Discounts do their bit
Based on retailer feedback, the discounts during DSS 2021 hit their mark with shoppers, many of whom had decided on spending a second successive summer in the UAE itself. Those travel-related expenses thus got diverted into shopping and entertainment. Those shopping trips are clearly helping retailers and mall operates bounce back.
Early this month, Emaar Malls released a statement confirming an 80 per cent growth in net profit to Dh622 million in the first six months of 2021, with revenues for Q2 rising by 27 per cent to Dh1.14 billion compared to Dh901 million for Q1.
Strict safety procedures such as social distancing of two metres, reduced capacity signage and the wearing of masks at all times, as well as highly visible and proactive cleaning policies, helped to instill greater confidence in customers.
Mercato Mall and Town Centre Jumeirah have each recorded a 50 per cent increase, which are numbers being recorded at other destinations such as those operated by Nakheel Malls and Al Futtaim Malls.
“We witnessed a double-digit growth in visitor numbers across all our shopping, dining and entertainment destinations - Nakheel Mall, Ibn Battuta Mall and Dragon Mart,” said Omar Khoory, Chief Hospitality and Assets Officer, Nakheel Malls.
The benefits of helping out retailers cope once the intensity of the pandemic is also clearly visible.
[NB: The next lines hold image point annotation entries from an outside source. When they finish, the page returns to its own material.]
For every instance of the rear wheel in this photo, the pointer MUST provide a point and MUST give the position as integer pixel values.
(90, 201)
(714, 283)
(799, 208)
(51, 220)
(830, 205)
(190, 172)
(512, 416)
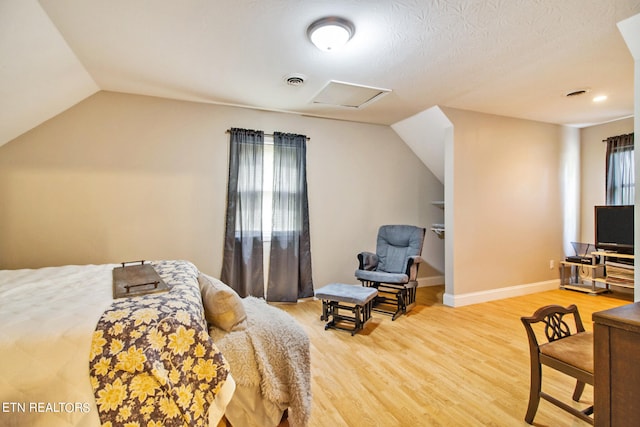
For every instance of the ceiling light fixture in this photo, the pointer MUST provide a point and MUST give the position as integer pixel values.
(331, 32)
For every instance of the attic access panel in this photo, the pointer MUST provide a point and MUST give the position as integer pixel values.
(348, 95)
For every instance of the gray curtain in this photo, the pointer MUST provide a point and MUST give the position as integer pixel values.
(620, 170)
(242, 266)
(290, 258)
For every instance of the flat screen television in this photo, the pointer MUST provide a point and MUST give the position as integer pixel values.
(614, 228)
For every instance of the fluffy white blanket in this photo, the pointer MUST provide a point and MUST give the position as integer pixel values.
(273, 352)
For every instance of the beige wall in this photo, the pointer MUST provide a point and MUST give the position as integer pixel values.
(507, 211)
(592, 161)
(123, 177)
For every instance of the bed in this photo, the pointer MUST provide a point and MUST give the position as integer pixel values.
(62, 335)
(269, 356)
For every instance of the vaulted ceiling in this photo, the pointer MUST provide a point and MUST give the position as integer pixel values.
(516, 58)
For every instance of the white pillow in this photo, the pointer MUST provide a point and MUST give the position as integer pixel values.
(222, 305)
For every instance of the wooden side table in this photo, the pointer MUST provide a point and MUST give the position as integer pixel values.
(617, 366)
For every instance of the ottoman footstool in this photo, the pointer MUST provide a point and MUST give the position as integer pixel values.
(336, 296)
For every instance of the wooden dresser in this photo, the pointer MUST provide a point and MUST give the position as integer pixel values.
(617, 366)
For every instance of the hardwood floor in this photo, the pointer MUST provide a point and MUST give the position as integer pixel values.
(437, 365)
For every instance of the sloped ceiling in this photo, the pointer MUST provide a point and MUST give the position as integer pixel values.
(509, 57)
(40, 76)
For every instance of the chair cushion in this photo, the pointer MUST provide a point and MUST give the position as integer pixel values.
(575, 350)
(381, 277)
(395, 244)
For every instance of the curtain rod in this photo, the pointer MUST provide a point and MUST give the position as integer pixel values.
(266, 134)
(618, 136)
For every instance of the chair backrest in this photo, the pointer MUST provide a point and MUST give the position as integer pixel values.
(555, 327)
(396, 243)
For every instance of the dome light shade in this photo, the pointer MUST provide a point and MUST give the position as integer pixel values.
(330, 33)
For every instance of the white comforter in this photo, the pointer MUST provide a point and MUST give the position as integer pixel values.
(47, 318)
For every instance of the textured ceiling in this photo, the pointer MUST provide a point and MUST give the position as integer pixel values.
(508, 57)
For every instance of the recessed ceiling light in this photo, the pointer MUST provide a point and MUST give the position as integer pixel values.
(330, 33)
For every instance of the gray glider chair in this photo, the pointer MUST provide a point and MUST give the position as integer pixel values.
(393, 269)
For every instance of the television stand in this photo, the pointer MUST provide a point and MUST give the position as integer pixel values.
(619, 269)
(571, 279)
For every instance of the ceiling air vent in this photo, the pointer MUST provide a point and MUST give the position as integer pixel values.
(348, 95)
(577, 92)
(294, 79)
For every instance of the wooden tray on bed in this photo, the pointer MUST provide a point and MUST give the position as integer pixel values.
(136, 280)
The leading mall operators chipped in to offer a mix of benefits, including deferred rentals and, in some cases, waivers as well.
“We supported our tenants at the peak of the pandemic by waiving rental fees to reduce the financial impact,” said Khoury. “We worked closely with them to help stabilise and support their recovery since the pandemic began.
“With many campaigns running across the year, such as the 3-Day Super Sale, DSS and DSF, we are committed to increasing visibility and footfall for all our tenants, including hospitality and F&B brands.”
Mall operators applied a flexible approach to fee collections to lessen the financial burden on tenants while they adapted to the staggered return of customers.
Keep adding more
The challenge will be for malls to keep the innovations and attractions coming through steadily – even when the situation on flights return to full normalcy. “Malls need to find the right facilities to keep and entertain people for five to six hours, while balancing active experiences of interacting with brands with the more passive experiences of shopping and dining,” said Timothy Earnest, Group Director, Al-Futtaim Malls, which runs Dubai Festival City Mall and Festival Plaza in Jebel Ali.
But having charted a way out of the worst of the COVID-19 impact, coming up with fresh concepts for the future will be less daunting for mall operators in Dubai and the UAE.